Avenida de Mayo is one of the grandest and most important in Buenos Aires, leading from Plaza de Mayo with the pink government palace Casa Rosada at one end, to Argentina’s National Congress building at the other. The avenue, officially inaugurated in 1894, is just under a mile long and it’s worth walking the entire length to take the city’s history. Here are some of the attractions you’ll pass on the way.
Address: Bolívar 65.
The Cabildo, facing Plaza de Mayo itself, is the city’s old colonial town hall where Argentina’s war of independence from Spain began. The building predates Avenida de Mayo; in fact, part of the building was demolished to make way for the avenue, but the main body of the historic landmark remains intact as a fine example of colonial architecture.
Address: Rivadavia, no number.
Also in Plaza de Mayo, on your right as you head towards Avenida de Mayo, the Metropolitan Cathedral is the most important Catholic site in Argentina, where Pope Francis officiated as Archbishop of Buenos Aires. Take a peek at independence hero General San Martín’s mausoleum inside.
Address: Avenida de Mayo 575.
On Avenida de Mayo itself, La Prensa building is so named because it was built as the headquarters of La Prensa newspaper in 1898. It’s a great example of Parisian Beaux-Arts architecture and today houses the city’s Ministry of Culture. See if you can spot the statue of Pallas Athena, the goddess of wisdom.
Address: Avenida de Mayo 560.
On the opposite side of the Avenue, Pasaje Roverano is a curious passageway connecting Avenida de Mayo to the parallel street Hipólito Yrigoyen. It’s a place where little seems to have changed over the years at a construction that dates back to 1918. A couple of curiosities to look out for: the hairdresser’s where Pope Francis used to get his hair cut, and the building's very own entrance to the subway system through the basement.
Address: Avenida de Mayo 591.
Back on the other side of the road is London City. This historic cafe has borne witness to the frenetic bustle on Avenida de Mayo since 1954. It was one of author Julio Cortázar’s favourite spots to have a coffee while he wrote, and the cafe still has a table dedicated to him.

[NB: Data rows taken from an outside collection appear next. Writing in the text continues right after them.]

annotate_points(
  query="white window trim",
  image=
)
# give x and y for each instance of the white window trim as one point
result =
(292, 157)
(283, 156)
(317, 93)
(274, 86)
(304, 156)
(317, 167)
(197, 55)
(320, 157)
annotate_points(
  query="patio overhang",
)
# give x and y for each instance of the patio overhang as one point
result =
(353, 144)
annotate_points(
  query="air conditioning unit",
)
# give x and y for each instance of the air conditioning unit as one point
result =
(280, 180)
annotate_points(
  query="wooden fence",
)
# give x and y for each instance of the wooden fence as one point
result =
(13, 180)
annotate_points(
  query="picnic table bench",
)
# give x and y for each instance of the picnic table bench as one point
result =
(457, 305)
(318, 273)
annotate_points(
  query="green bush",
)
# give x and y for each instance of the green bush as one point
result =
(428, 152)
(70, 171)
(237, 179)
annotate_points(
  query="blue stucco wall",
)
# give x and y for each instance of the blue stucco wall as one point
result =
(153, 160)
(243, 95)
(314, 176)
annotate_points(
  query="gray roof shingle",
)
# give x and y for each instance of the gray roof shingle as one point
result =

Address: Avenida de Mayo 767.
El Túnel is a favourite among bibliophiles in a city that has more bookstores per capita than any other. Located in the former Palacio Vera, a building that’s been declared part of the city’s cultural heritage, it specialises in collectors’ items. Browse the shelves and see what rare finds you can dig out.
Address: Avenida de Mayo 825.
Cafe Tortoni is the oldest cafe still running in Buenos Aires. It was founded in 1858 and has stunningly maintained period decor. Stop by for a coffee or a glass of cider.

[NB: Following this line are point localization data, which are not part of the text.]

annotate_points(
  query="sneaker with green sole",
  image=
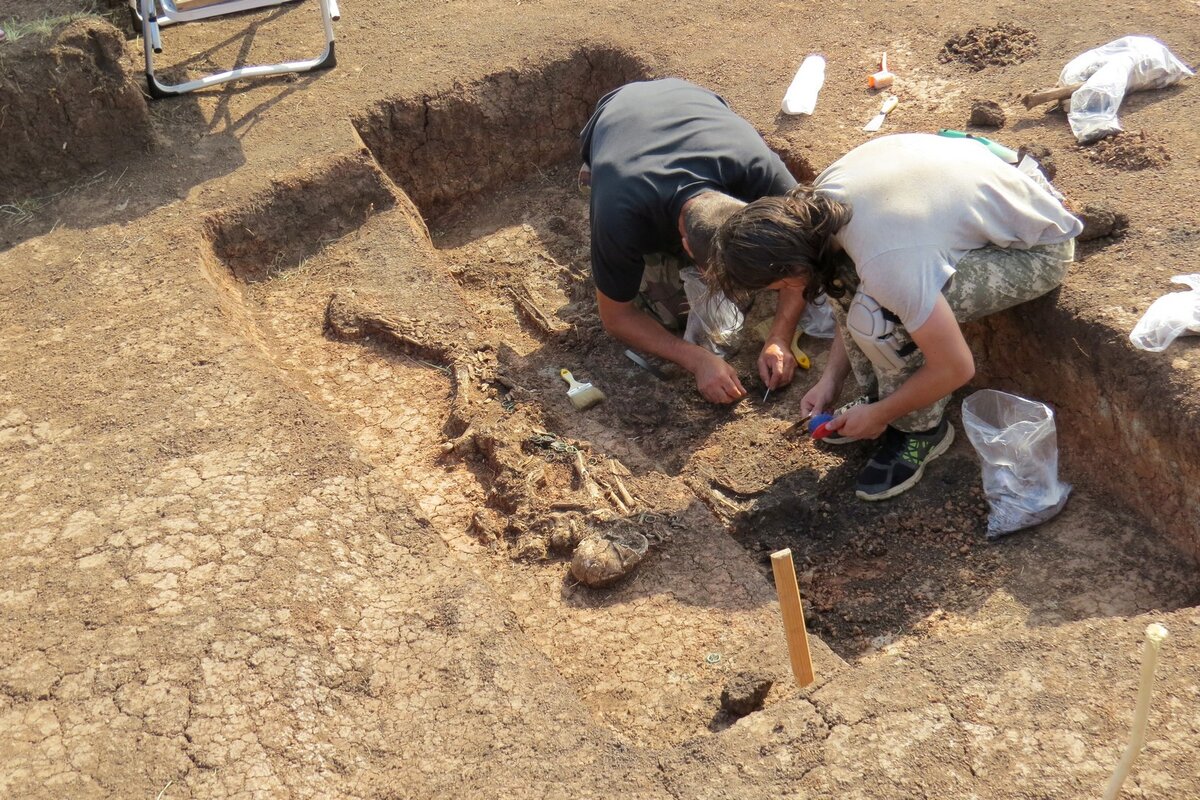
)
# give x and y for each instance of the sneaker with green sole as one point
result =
(900, 461)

Address: Avenida de Mayo 984.
La fresque just before reaching Avenida 9 de Julio you’ll pass this building. It was built in 1903 at the peak of the boom in construction on Avenida de Mayo, originally as a rental property before being turned into a hotel. It was closed for more than 20 years before being restored.
Address: Avenida de Mayo 1196.
Over on the other side of Avenida 9 de Julio, Bar Iberia is the second oldest cafe in the city, opening in 1897. It was the hangout for sympathisers with Republican cause during the Spanish Civil War. No matter what time you pass, you can stop for a coffee here. It’s open 24 hours.
Address: Avenida de Mayo 1222.
Teatro Avenida on the next block is almost as old. It was opened by the city’s Spanish community in 1908 and became an icon of Avenida de Mayo, hosting theatre, opera and traditional Spanish zarzuelas. The building was finally restored in 1994 following a fire in 1979.
Address: Avenida de Mayo 1271.
36 Billares is as old as Avenida de Mayo itself. It was inaugurated in the same year as the avenue. Named after a brand of billiard table, it’s the city’s most important venue for the sport. Stop by for a slice of pizza as you watch the regulars cue up at the many billiards and pool tables.
Address: Avenida de Mayo 1370.
On the next block, you can’t miss Palacio Barolo, which was the tallest building in the city when it was inaugurated in 1923. It’s famous for its Divine Comedy-inspired architecture and grand searchlight which was designed to be seen from a twin building on the other side of the Río de la Plata in Montevideo, Uruguay.
Address: Avenida de Mayo 1400.
Another grand building from the early 20th century is the Inmobiliaria building with its eclectic mix of styles, from Art Nouveau to neoclassical. It was built by the Inmobiliaria insurance company and inaugurated in 1910 during Argentina’s centenary celebrations. Look up to spot the twin red domes on either side of the building.